A Época foi a única que traz o assunto como destaque da edição. E traz de forma equilibrada, ao menos na capa. A manchete é “A Cartada de Serra”, com a linha de apoio “Em queda nas pesquisas, o tucano vai ao ataque e explora o crime cometido contra sua filha para tentar chegar ao segundo turno”. É, precisamente, o que aconteceu e o que vem acontecendo. Não há aí crítica a Serra ou atribuição da culpa da violação do sigilo de sua filha a Dilma, como alguns veículos vêm fazendo sem pudor. Tudo equilibrado.

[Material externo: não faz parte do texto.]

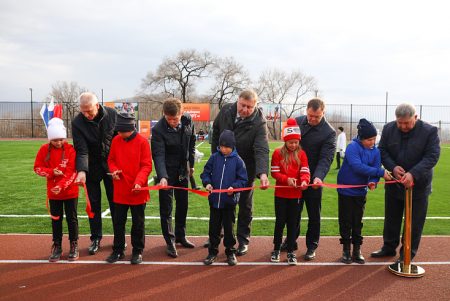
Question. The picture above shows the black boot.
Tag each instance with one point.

Enquanto isso, Isto É e Carta Capital deixaram o tema em segundo plano. E não há dúvidas sobre a importância do assunto, o fato mais destacado relacionado às eleições presidenciais no momento.

A Isto É até se entende. Não costuma ser, realmente, uma publicação muito politizada. Volta e meia traz manchetes relacionadas a “qualidade de vida”, ou seja, remédios, estresse, estética e afins. É o caso desta semana. “Sonhos – como usá-lo na vida real” é a manchete, em uma semana na qual a campanha para a presidência está pegando fogo. Que tipo de critério editorial é esse, é difícil de entender, mas pode-se começar pela tentativa de esvaziamento do debate político e do abandono dos grandes temas nacionais pela publicação.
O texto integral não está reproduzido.